Depuis le lundi 15 août, le monde de la recherche en physique, de la science informatique et des technologies de l’information a les yeux braqués sur le ciel. Le 16 août, le gouvernement chinois a mis en orbite Mozi, un satellite de communication qui va faire office de laboratoire pour tester le futur de la transmission de données. Un futur dominé par l’inviolable chiffrement quantique, débarrassant pour toujours les grandes puissances industrialisées de la menace du piratage et, surtout, de l’espionnage d’État. À l’heure de la surveillance électronique mondiale et des dispositifs d’écoute à la PRISM, Mozi pourrait donner à la Chine un avantage technologique déterminant dans la course à la cybersécurité.

Pendant les prochains mois, Mozi, positionné en orbite à 500 kilomètres d’altitude, tentera d’envoyer des messages à chiffrement quantique entre Pékin et Urumqi, la capitale de la province du Xinjiang, située à 2 500 kilomètres de distance. Une échelle relativement faible qui représenterait néanmoins un record pour la transmission de données par chiffrement quantique : à l’heure actuelle, cette forme de communication n’a jamais excédé 300 kilomètres. En fait, comme l’explique le responsable du projet Wang Jianyu à l’agence Chine nouvelle,  la difficulté de la tâche sera équivalente à “lancer une pièce de monnaie d’un avion volant à 100 kilomètres d’altitude et espérer qu’elle vienne se ficher exactement dans la fente d’une tirelire-cochon en rotation”.

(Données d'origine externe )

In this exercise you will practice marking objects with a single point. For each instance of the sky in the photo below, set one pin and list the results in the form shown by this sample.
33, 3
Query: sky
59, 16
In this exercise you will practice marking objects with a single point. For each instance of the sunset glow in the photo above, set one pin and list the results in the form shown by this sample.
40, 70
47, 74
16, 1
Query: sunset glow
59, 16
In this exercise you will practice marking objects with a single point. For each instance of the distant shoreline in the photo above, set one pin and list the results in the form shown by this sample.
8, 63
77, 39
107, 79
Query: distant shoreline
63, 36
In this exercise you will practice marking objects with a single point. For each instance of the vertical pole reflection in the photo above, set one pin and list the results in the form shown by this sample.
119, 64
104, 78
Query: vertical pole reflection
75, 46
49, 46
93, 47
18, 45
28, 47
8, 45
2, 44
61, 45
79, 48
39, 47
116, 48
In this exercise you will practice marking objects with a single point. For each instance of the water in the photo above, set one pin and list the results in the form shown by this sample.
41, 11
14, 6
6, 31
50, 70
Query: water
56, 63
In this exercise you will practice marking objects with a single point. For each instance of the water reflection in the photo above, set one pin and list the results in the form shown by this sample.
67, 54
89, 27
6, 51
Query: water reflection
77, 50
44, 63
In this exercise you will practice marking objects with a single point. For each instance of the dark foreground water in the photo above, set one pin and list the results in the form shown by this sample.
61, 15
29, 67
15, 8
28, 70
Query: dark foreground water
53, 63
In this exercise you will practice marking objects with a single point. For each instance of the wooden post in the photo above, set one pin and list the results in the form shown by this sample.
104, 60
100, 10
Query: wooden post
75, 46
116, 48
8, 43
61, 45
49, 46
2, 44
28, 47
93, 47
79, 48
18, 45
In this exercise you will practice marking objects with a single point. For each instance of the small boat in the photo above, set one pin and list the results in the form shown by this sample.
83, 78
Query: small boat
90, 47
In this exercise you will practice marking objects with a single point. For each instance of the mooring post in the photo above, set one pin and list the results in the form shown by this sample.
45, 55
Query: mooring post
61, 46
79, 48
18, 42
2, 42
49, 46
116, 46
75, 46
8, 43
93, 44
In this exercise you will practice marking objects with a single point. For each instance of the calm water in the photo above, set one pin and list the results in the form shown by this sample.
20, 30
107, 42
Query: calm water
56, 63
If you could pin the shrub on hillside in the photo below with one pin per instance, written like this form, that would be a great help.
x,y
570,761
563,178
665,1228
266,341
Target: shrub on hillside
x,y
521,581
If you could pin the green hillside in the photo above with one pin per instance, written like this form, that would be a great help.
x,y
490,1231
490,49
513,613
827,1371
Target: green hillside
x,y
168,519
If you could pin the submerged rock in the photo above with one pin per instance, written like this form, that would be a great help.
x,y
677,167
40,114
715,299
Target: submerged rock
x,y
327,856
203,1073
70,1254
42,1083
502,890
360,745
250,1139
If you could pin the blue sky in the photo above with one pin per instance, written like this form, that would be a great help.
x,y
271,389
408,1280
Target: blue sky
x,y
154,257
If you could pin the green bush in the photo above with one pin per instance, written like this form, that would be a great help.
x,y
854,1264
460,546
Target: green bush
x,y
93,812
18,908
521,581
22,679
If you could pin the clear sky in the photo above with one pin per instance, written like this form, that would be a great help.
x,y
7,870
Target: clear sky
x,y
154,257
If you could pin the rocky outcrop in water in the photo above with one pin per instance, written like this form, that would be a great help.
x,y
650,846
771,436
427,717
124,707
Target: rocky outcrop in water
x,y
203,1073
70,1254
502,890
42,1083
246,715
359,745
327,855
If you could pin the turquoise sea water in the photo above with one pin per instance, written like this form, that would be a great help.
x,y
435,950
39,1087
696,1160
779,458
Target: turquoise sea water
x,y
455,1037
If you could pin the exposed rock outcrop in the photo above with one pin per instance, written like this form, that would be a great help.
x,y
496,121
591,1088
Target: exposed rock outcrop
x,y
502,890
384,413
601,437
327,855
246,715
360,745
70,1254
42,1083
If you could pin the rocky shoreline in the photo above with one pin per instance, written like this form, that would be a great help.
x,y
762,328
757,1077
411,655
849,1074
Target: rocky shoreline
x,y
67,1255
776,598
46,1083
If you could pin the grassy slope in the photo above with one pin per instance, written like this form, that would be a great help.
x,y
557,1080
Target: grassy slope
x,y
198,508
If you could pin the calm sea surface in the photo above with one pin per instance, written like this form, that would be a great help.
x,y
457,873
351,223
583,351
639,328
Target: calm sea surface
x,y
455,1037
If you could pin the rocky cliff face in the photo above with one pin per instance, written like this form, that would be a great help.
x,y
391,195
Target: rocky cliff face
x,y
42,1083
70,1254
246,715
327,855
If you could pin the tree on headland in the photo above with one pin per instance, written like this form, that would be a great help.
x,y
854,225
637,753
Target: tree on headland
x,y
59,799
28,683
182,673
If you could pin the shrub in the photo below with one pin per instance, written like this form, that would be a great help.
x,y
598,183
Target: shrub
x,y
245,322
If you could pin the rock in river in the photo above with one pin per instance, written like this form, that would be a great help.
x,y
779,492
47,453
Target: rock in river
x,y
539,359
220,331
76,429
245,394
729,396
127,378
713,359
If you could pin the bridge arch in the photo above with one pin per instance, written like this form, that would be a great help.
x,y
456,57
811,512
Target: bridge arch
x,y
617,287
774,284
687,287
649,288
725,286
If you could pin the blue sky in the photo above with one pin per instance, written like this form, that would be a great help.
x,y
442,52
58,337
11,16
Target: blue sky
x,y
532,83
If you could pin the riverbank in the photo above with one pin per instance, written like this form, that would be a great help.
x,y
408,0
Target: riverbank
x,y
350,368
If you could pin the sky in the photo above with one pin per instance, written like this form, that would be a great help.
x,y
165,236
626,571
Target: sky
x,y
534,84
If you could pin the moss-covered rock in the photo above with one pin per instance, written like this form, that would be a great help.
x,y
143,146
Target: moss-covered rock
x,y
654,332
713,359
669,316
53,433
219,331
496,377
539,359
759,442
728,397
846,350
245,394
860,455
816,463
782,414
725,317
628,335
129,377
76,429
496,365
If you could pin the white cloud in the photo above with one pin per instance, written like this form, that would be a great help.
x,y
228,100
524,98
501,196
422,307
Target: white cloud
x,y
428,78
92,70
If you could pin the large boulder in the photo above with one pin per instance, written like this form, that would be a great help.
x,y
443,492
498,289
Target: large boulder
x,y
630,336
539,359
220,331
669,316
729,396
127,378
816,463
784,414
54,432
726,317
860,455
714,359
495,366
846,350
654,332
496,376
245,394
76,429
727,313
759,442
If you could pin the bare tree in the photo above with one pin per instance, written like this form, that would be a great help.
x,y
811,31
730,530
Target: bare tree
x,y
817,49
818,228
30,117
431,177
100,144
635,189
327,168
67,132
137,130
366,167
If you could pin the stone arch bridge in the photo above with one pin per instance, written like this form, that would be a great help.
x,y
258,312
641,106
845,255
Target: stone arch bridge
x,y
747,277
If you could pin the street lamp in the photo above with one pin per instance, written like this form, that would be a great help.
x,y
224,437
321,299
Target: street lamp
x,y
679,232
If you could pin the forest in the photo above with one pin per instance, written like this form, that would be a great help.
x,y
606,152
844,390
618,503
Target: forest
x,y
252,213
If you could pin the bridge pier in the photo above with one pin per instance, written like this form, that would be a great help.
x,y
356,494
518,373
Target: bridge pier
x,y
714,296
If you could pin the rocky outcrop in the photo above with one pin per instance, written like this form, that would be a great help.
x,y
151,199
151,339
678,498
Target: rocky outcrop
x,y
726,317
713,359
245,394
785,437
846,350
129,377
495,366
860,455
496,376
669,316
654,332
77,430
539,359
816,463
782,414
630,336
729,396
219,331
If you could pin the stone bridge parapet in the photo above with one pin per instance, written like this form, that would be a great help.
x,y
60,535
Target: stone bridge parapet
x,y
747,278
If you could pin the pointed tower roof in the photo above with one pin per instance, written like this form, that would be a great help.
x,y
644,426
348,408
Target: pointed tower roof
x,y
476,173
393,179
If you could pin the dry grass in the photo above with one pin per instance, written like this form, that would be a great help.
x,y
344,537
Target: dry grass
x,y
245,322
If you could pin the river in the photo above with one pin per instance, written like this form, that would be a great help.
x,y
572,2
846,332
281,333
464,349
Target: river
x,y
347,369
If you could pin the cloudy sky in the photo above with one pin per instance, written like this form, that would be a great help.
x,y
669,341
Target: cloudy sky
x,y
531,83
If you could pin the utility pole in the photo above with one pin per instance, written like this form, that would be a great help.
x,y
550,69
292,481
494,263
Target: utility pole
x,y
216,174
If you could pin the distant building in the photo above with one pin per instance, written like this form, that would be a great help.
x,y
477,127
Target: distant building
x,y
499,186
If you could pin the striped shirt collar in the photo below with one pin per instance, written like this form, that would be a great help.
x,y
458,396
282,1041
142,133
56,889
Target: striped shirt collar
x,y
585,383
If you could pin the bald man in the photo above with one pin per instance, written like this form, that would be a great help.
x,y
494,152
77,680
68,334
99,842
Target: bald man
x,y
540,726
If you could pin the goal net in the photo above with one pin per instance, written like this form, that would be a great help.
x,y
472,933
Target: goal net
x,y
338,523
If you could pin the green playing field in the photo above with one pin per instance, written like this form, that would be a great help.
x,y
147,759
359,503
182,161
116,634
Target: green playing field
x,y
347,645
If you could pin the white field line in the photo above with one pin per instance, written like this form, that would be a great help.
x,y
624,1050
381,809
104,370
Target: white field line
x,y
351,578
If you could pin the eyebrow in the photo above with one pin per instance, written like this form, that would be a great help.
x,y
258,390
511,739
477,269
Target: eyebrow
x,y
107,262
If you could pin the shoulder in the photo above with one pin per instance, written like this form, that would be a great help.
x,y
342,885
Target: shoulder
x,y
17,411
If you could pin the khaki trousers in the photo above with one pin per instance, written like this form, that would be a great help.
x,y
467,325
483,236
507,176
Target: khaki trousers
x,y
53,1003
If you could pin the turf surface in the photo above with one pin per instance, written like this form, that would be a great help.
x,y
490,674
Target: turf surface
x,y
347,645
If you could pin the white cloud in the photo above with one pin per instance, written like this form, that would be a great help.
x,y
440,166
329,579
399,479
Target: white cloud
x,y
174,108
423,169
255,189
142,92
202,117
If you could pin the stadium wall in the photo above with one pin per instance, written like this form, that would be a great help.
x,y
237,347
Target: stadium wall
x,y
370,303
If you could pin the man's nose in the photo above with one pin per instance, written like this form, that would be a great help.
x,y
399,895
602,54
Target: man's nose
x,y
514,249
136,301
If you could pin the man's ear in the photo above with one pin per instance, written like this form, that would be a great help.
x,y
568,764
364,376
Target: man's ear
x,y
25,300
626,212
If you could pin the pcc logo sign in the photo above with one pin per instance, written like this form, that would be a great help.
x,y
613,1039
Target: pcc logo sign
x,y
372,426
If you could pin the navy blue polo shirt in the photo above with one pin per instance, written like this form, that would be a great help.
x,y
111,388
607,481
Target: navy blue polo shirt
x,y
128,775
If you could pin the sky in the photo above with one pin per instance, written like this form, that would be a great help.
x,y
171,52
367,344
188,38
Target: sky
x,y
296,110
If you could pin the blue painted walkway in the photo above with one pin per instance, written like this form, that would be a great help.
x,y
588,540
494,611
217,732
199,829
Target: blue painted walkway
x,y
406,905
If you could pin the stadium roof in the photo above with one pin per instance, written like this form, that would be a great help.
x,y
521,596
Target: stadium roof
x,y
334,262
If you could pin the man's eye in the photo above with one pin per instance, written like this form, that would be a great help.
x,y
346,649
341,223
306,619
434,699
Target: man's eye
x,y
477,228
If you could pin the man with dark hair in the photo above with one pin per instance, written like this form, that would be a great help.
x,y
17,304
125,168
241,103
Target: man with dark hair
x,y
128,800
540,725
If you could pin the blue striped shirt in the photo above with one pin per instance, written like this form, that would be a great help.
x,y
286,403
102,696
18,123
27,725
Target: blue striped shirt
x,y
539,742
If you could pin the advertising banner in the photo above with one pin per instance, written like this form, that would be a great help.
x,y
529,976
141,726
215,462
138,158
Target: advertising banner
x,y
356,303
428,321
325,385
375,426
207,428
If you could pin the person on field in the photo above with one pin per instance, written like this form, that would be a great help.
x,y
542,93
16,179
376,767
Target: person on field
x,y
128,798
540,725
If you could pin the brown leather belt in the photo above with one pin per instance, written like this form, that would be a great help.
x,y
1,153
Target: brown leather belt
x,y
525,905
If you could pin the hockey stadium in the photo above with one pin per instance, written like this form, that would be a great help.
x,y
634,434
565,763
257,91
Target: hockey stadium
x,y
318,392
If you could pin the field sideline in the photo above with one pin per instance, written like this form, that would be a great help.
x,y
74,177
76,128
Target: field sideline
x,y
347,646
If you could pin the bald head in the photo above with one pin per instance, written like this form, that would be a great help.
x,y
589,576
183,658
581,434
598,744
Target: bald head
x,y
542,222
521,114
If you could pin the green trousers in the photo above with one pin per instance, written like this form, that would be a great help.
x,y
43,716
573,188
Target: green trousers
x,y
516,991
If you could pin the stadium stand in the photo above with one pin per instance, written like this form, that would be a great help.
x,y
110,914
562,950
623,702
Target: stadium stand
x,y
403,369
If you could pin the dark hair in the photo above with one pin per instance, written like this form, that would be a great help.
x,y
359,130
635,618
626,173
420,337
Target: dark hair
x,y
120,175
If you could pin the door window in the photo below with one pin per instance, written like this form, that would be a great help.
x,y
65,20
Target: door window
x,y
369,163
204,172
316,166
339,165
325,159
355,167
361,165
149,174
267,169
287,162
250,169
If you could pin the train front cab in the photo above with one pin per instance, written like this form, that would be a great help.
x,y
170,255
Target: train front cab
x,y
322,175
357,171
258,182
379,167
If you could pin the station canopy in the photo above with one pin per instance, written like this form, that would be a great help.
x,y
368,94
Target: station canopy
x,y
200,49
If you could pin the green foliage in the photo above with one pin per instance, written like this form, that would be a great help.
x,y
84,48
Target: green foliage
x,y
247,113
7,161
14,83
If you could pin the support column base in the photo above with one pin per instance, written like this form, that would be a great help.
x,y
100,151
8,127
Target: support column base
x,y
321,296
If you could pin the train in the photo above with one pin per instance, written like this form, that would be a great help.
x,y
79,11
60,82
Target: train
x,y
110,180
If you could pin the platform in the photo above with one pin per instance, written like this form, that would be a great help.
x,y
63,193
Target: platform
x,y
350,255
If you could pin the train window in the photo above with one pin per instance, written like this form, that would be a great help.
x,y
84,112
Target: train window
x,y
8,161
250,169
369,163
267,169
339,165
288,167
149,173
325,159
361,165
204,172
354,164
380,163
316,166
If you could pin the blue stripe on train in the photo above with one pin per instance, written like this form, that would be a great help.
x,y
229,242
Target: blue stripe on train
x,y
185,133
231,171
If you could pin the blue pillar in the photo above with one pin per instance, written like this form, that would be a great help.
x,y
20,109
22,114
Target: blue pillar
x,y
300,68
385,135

Cette communication s’autodétruira dès que vous l’observerez

Bon, très bien, tout ça a l’air compliqué à mettre en place. Mais ça fonctionne comment, le chiffrement quantique ? De la même manière que les chiffrements traditionnels, la méthode quantique repose sur la cryptographie : le message est encodé selon une méthode logique, et celui qui reçoit le message ne peut le décoder qu’en possédant la clé de cryptage utilisée par l’envoyeur. Dans le monde des télécommunications actuelles, la clé est une suite plus ou moins compliquée de caractères alphanumériques ou un algorithme de chiffrement, qui reposent sur les mathématiques et peuvent donc être décodés par des pirates. Dans la méthode de chiffrement quantique, la clé de cryptage est une particule, plus exactement un photon (une particule fondamentale de la lumière).

C’est là que l’épithète “quantique” prend son importance, détaille Popular Science. En physique quantique, il est possible de placer artificiellement deux particules dans des “états quantiques” complémentaires. Une fois cette complémentarité atteinte, les deux particules sont liées par une propriété appelée intrication quantique : si la particule A est modifiée, la modification se verra instantanément sur la particule jumelle B, peu importe la distance à laquelle elle se trouve.

Enfin, dans ces étranges états superposés (rappelez-vous l’expérience du chat de Schrödinger, bloqué entre la vie et la mort), les photons sont inséparables : la simple présence d’un observateur (un hacker, par exemple) modifierait l’état quantique et causerait l’effondrement de tout le système. L’information envoyée via le satellite serait instantanément perdue et le messager constaterait la tentative d’espionnage. Les clés quantiques sont donc, théoriquement, impossible à craquer sans les démolir. Problème : pour le moment, le système est à la fois si fragile et si complexe qu’il reste difficile à mettre en place.

Enjeu crucial pour la communication militaire

Selon Alexander Ling, du Centre de technologie quantique de Singapour, cité par Phys.org, le plus compliqué est de pointer le satellite vers la Terre avec une précision suffisante pour qu’il puisse à la fois recevoir et émettre des informations, le tout sans être affecté par les perturbations atmosphériques. Stabiliser le faisceau de photons pour maintenir le lien entre les particules intriquées sera donc la partie la plus délicate de l’opération.

Si Mozi et son centre de chiffrement quantique embarqué parviennent à prouver la faisabilité du chiffrement quantique, la Chine aura donc pris un sérieux avantage sur ses concurrents, alors que la technologie est étudiée aussi bien en Europe qu’aux États-Unis. Pan Jianwei, le responsable du satellite Mozi, voit même “la création d’un réseau mondial de communications quantiques vers 2030”. Dans un contexte de guerre permanente de l’information entre superpuissances, l’avantage stratégique serait inestimable.